Moments such as this demonstrated that Crouch was aware many in the audience were not seeing I, Malvolio for the first time, and he wilfully strayed from delivering a textbook performance of the play (if such a thing even exists) throughout much of the 75 minutes he was on stage. Individual sections of the play were connected by Crouch through sequences that felt part stand-up comedy, part observational improv. Crouch's significant blurring of the line between performer and role allowed him to push the envelope in terms of his continuous ribbing of audience members coming to the SWP expecting to experience ‘high culture’ but being presented with Crouch's irreverent one-person show. Whilst such audience members were largely fictitious, Crouch made reference towards the end of the performance to a few audience members who were clearly not enjoying I, Malvolio, although he respectfully refrained from identifying them explicitly.

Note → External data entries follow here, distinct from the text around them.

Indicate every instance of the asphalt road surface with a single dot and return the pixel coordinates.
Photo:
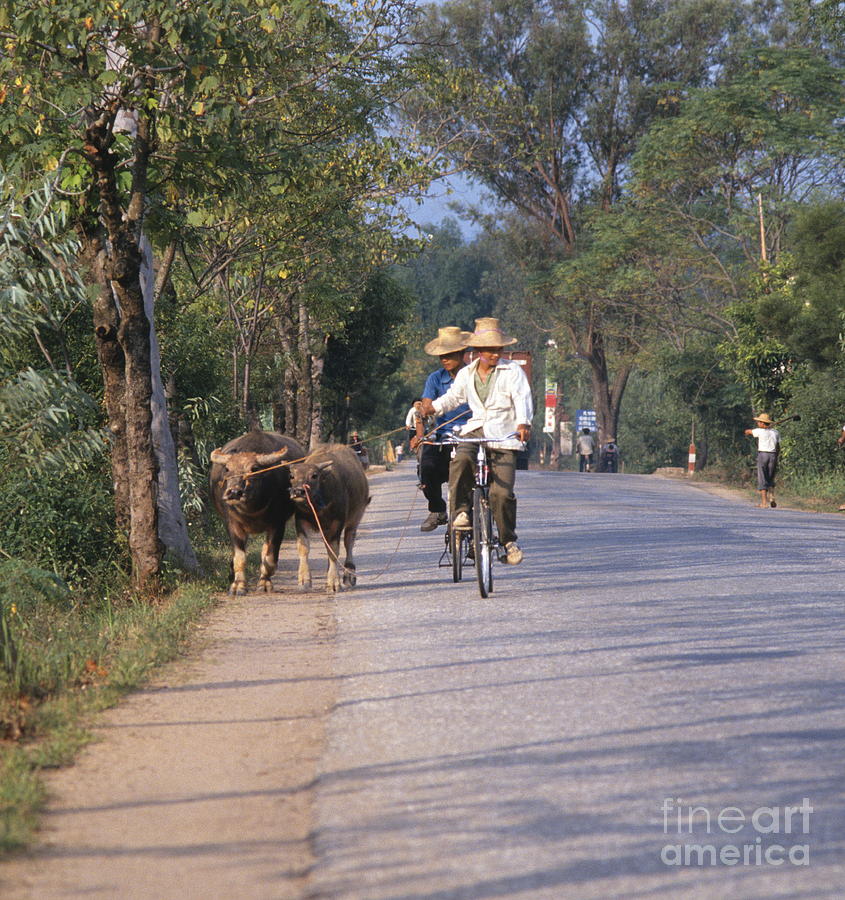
(664, 661)
(651, 705)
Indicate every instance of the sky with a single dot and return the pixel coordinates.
(436, 206)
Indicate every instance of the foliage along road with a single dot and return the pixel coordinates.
(656, 684)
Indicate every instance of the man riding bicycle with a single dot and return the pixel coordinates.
(499, 397)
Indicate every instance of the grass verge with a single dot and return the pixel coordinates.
(812, 492)
(63, 663)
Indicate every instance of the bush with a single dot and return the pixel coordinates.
(61, 522)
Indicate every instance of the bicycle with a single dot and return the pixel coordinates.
(479, 541)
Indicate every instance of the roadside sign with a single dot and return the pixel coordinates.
(585, 418)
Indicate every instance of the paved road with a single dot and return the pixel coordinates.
(660, 649)
(664, 662)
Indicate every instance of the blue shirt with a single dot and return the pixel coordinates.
(436, 386)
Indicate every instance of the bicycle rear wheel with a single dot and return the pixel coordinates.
(482, 536)
(456, 548)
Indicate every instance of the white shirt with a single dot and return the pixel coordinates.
(767, 439)
(508, 404)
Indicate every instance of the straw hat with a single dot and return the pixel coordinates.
(448, 340)
(488, 334)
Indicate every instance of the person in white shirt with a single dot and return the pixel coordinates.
(768, 443)
(500, 402)
(586, 447)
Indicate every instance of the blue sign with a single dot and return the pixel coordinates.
(585, 418)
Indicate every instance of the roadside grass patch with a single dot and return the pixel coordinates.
(64, 658)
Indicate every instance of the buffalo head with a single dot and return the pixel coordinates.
(240, 476)
(305, 482)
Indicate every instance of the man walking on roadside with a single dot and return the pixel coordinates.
(449, 345)
(499, 397)
(768, 442)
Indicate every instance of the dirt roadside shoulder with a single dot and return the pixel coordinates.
(201, 784)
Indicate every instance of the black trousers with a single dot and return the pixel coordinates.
(434, 473)
(767, 464)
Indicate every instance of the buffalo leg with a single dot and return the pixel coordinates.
(349, 577)
(303, 546)
(270, 558)
(238, 569)
(332, 577)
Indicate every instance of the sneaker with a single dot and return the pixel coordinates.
(431, 521)
(461, 520)
(513, 555)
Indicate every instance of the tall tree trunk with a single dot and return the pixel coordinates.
(304, 398)
(123, 270)
(172, 527)
(317, 363)
(110, 357)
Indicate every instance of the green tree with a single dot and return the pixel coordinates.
(144, 111)
(543, 103)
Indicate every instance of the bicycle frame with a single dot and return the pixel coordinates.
(481, 538)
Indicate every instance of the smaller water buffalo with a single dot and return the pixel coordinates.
(257, 504)
(333, 480)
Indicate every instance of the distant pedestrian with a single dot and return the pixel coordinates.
(586, 449)
(609, 456)
(768, 446)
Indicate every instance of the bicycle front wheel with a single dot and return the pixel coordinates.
(456, 548)
(482, 536)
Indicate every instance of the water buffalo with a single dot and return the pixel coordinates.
(260, 504)
(333, 479)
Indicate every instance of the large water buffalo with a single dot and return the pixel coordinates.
(333, 480)
(257, 504)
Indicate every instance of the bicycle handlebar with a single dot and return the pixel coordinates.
(455, 439)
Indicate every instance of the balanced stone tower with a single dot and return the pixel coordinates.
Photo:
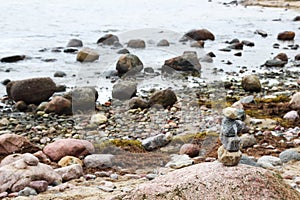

Whether these audience members actually existed, or whether they were just another element of Crouch's blurring of fiction and reality, they nonetheless contributed further to his masterful roast of the SWP as it turns ten years old. In bringing I, Malvolio to the candlelit playhouse, Crouch offered a welcome reminder that, whilst venues such as the SWP are beautiful in their craftsmanship, theatre is created by performers and audiences, not the physical spaces they inhabit. Encouraging passive and reverential reception keeps theatre on a pedestal that is inherently inaccessible for a great many people. Whilst I’m glad to have the opportunity to experience theatre in the SWP, Crouch's wobbling of its pedestal helped ground the venue's 10th Anniversary Season with a wry yet sincere reality check.